|Photo: John Hall Photography
The daughter of a town marshal, Linda Lael Miller is the author of more than 100 historical and contemporary novels, most of which reflect her love of the West. Raised in Northport, Wash., the self-confessed barn goddess now lives in Spokane, Wash. Miller finances the Linda Lael Miller Scholarships for Women, awarded to women seeking to improve their lot in life through education. Miller's newest book, Big Sky Wedding, is the latest and fifth title in her Big Sky series (Harlequin Mira, August 27, 2013).
On your nightstand now:
The Complete Idiot's Guide to the Akashic Record by Dr. Synthia Andrews and Colin Andrews; A Trick of the Light by Louise Penny; and The Lotus and the Lily by Janet Conner. As you can see, my reading tastes are eclectic! I love to read fiction, but I devour books on spirituality, with an emphasis on Christianity.

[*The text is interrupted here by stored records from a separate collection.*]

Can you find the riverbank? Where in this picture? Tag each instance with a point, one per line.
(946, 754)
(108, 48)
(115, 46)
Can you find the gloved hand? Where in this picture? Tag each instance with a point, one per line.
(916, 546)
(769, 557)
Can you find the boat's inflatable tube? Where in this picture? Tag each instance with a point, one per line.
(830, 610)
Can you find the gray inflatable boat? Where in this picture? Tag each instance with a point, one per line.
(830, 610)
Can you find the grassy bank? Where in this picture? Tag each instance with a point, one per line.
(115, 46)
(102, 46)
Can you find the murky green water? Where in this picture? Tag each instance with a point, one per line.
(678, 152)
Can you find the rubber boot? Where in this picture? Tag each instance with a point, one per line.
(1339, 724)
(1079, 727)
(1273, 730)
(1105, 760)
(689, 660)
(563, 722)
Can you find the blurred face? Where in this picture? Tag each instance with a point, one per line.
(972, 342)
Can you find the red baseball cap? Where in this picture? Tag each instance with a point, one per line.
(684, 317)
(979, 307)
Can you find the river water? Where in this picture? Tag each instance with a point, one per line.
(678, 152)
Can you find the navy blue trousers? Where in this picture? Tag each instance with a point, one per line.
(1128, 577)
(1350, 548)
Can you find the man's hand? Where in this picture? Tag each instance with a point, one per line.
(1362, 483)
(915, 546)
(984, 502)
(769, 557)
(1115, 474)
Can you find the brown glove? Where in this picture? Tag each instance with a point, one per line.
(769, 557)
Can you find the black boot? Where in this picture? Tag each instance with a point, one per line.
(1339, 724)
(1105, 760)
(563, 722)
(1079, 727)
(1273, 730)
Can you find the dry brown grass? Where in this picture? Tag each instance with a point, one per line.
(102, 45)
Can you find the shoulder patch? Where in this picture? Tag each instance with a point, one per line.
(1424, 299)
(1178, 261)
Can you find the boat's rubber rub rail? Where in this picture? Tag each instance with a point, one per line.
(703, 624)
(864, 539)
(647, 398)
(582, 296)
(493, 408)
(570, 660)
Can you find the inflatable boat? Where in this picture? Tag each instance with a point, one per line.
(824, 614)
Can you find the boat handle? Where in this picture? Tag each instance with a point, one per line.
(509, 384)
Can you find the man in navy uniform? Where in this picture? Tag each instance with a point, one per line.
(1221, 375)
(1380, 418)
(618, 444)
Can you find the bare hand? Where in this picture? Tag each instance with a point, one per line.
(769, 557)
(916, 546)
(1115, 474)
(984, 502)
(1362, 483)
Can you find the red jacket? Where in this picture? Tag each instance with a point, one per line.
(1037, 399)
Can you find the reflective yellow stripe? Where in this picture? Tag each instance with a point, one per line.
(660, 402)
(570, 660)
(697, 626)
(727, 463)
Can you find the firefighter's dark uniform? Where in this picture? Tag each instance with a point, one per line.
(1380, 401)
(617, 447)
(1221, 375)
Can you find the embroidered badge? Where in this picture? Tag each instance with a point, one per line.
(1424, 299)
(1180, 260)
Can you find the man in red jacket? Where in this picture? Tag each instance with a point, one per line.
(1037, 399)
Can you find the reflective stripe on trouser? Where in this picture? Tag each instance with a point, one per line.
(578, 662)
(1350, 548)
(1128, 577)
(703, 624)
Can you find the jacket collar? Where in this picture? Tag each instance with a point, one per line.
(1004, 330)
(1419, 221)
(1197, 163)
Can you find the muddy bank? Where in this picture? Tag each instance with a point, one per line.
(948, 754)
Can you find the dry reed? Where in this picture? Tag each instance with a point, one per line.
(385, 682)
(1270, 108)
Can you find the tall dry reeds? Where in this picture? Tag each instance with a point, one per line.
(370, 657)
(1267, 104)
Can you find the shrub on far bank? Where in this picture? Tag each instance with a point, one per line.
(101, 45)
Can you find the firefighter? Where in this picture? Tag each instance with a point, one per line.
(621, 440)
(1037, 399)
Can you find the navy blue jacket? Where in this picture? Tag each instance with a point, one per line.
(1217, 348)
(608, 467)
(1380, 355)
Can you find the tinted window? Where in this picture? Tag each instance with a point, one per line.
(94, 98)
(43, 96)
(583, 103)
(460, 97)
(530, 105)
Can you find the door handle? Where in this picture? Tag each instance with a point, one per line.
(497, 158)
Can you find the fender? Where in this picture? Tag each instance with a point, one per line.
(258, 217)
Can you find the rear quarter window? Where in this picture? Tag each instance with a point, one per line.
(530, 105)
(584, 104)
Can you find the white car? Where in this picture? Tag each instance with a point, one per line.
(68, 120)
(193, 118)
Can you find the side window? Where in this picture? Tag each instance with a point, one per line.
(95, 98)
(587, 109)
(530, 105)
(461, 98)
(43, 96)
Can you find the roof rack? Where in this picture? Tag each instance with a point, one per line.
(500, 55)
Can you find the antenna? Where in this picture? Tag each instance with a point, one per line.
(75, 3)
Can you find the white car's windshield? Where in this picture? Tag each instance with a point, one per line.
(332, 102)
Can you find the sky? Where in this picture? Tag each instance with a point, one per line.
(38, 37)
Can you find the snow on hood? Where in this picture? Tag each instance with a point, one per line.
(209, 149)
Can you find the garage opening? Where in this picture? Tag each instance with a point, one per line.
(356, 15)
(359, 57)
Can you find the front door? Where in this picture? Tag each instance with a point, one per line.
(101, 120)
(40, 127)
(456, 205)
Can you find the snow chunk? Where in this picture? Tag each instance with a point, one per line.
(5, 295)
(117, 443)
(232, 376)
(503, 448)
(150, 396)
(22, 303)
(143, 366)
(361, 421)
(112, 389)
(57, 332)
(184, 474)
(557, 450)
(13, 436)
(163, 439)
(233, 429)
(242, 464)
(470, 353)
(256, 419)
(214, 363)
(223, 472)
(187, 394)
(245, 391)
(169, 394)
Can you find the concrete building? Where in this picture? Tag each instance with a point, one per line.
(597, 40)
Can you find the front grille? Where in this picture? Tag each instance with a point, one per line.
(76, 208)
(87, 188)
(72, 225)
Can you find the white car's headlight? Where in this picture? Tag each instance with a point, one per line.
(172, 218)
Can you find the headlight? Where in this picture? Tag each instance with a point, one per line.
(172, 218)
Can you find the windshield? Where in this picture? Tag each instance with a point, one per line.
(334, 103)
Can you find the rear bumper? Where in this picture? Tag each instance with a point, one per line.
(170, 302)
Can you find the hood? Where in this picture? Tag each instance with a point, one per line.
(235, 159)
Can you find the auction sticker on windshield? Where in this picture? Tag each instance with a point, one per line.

Favorite book when you were a child:
Wow, that's a hard one--there were so many that I loved! Katherine by Anya Seton was a big favorite, along with Laura Ingalls Wilder's Little House books--those were so vivid to me--and, of course, Margaret Mitchell's Gone with the Wind and Charlotte Brontë's Jane Eyre.
Your top five authors:
Dorothy Dunnett, author of the Lymond Chronicles and The House of Niccolo; David McCullough, who writes the best histories ever; Mary Higgins Clark; Joy Fielding; Larry McMurtry.
Book you've faked reading:
The Odyssey. I mean, really. Sometimes, all you need is a copy of the Cliffs Notes! The Return of the Native by Thomas Hardy bored me silly in high school, but I think I actually waded through it.
Books you're an evangelist for:
The Alchemist by Paulo Coelho and The Lotus and the Lily by Janet Conner.
Book you've bought for the cover:
Too many to list. When I'm looking for a new author, I scan them all. Covers capture my attention first, of course.
Book that changed your life:
Can I list more than one? The Message: The Bible Written in Contemporary Language; The Power of Positive Thinking by Norman Vincent Peale; The Magic of Believing by Claude Bristol; Little Women by Louisa May Alcott.
Favorite line from a book:
"Frankly, my dear, I don't give a damn." --from Gone with the Wind by Margaret Mitchell
Book you most want to read again for the first time:
The Game of Kings by Dorothy Dunnett, and all the books that followed. The plots are multilayered, the dialogue is brilliant, and Francis Crawford (Lymond), is tied with Rhett Butler for all-time favorite hero.
Has the Great American Novel already been written and, if so, what is it?
In my humble opinion, Larry McMurtry's amazing Lonesome Dove deserves this title, hands down.